Ini karena waktu kita makan, beberapa logam di makanan kita menggantikan sebagian kalsium di gigi dan tulang kita. Memang nggak kelihatan, tapi cukup buat ninggalin jejak. McCormack dan timnya secara khusus melihat perbandingan dua isotop seng, yaitu seng-64 yang lebih ringan dan seng-66 yang lebih berat.
Ikan di dasar rantai makanan, waktu makan, menyimpan seng-66 lebih sedikit dibanding seng-64. Ikan yang makan ikan di bawahnya punya seng-66 lebih sedikit lagi. Jadi, kalau udah sampai di ikan yang paling atas di rantai makanan, jumlah seng-66 dibanding seng-64-nya paling sedikit. Inilah yang ditemukan para peneliti di gigi megalodon dan sepupunya yang juga punah, Odotus chubutensis.
Para peneliti nggak begitu tahu apa yang ada di dasar rantai makanan 18 juta tahun lalu, di mana gigi megalodon yang mereka teliti berasal. Makanya, mereka membandingkan gigi megalodon dengan gigi hiu yang hidup sekarang buat mencari tahu apa yang dimakan predator raksasa itu.
“Ikan bawal laut, yang makan kerang, siput, dan krustasea, ada di level terendah rantai makanan yang kami teliti,” kata McCormack.
“Spesies hiu yang lebih kecil seperti hiu requiem dan nenek moyang paus, lumba-lumba, dan cetacea masa kini, ada di level berikutnya. Hiu yang lebih besar seperti hiu macan pasir ada di level yang lebih tinggi di piramida makanan, dan di puncaknya ada hiu raksasa seperti Araloselachus cuspidatus dan hiu Otodus, termasuk megalodon.”
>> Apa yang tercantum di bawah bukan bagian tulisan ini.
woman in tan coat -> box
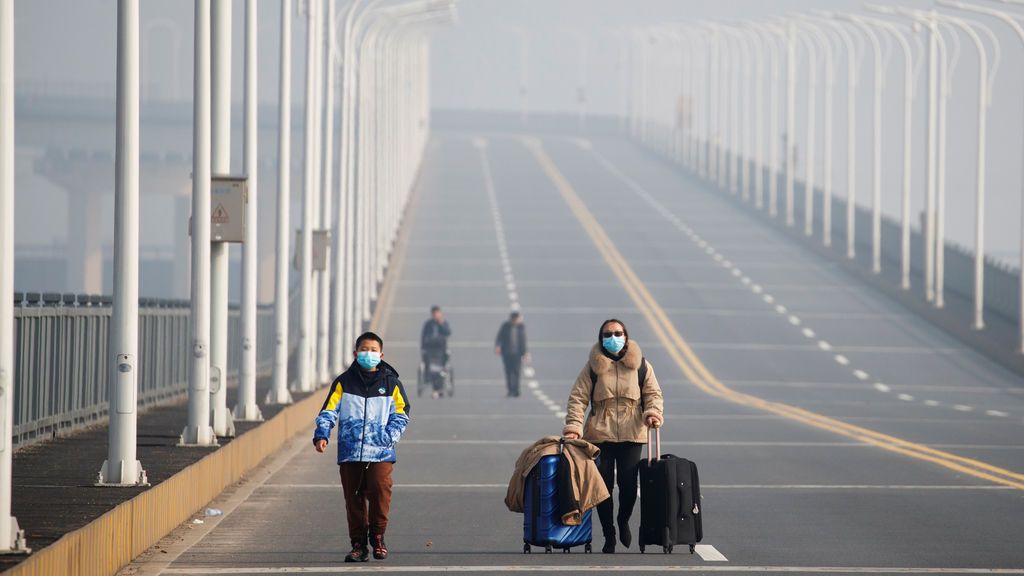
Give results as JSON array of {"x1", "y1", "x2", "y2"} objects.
[{"x1": 562, "y1": 319, "x2": 665, "y2": 553}]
Status megalodon sebagai superpredator di puncak rantai makanan udah diketahui sebelumnya. Penelitian baru ini mengungkap kalau perbedaan isotop antara megalodon dan hewan di level terendah yang diteliti nggak terlalu tajam, ini nunjukin kalau hiu ini nggak pilih-pilih makanan.
Ada juga perbedaan pola makan megalodon yang menarik tergantung di mana mereka tinggal. Gigi megalodon yang ditemukan di Passau, Jerman, ternyata lebih banyak makan hewan di level yang lebih rendah di rantai makanan.
Ini mirip sama strategi berburu oportunis yang ditunjukin hiu putih (Carcharias carcharodon). Masuk akal sih, karena penelitian sebelumnya yang dipimpin McCormack nunjukin kalau kemunculan hiu putih kemungkinan jadi salah satu faktor yang menyebabkan megalodon punah. Dengan adanya saingan di habitatnya, megalodon jadi lebih rentan.
“Ini memberi kita wawasan penting tentang bagaimana komunitas laut berubah sepanjang waktu geologi,” kata ahli paleobiologi Kenshu Shimada dari DePaul University di AS, “tapi yang lebih penting lagi, fakta bahwa bahkan ‘superkarnivora’ pun nggak kebal dari kepunahan.”
Penelitian ini sudah dipublikasikan di Earth and Planetary Science Letters.